Darius pergi meninggalkan ruangan meeting, sedangkan Brian menggeram marah mendengar ancaman Darius. Brian sama sekali tidak takut dengannya, hanya saja Brian tidak suka dengan cara Darius yang mengancamnya seperti ini.

"Sialan! Memangnya dia saja yang bisa mengancam seperti ini!" Seru Brian.

Dengan wajah yang terlihat masih menahan emosi, Brian meninggalkan kantornya menuju salah satu kantor polisi tempat Tania di tahan di sana.

Dengan kecepatan kilat Brian sudah sampi di kantor polisi tersebut, tanpa menunggu lama lagi Brian segera masuk ke dalamnya.

Brian meminta izin kepada polisi yang menjaga sel untuk bertemu dengan Tania, dengan alasan ingin menjenguk perempuan itu.

Sekarang Brin dan Tania sudah duduk saling berhadapan, di sebuah kursi yang biasa di jadikan tempat orang menjenguk tahanan, Brian menatap Tania dengan tatapan tajamnya.

"Brian maafkan aku, aku benar-benar menyesal telah melakukan itu pada istrimu.

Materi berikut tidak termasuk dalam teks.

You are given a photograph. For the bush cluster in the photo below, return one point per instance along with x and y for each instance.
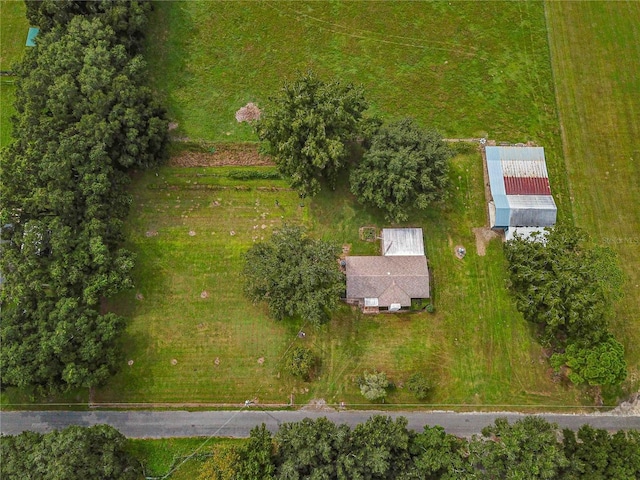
(310, 128)
(568, 290)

Aku janji tidak akan mengulangi kesalahan ku lagi," ujar Tania dengan tulus.

"Kamu memang tidak akan melakukan kesalahan yang sama lagi, tapi Darius yang akan melakukan itu. Ingat Tania! Jika terjadi sesuatu dengan keluarga ku, apalagi dengan istri dan anakku. Aku tidak akan segan-segan membunuh mu saat itu juga."

Tania tertegun mendengar ucapan Brian, Tania memang sudah tidak ingin bersama Brian lagi, dan sudah menyesali kesalahan yang ia lakukan dulu. Jika Darius benar-benar melakukan sesuatu pada keluarga Brian, Tania tidak bisa berbuat apa-apa lagi selain pasrah.

"Jangan lakukan itu Brian, aku masih ingin hidup dengan tenang tanpa menggangu kamu dan keluarga mu," ucap Tania memohon.

"Hidup dan mati mu ada di tangan Darius!"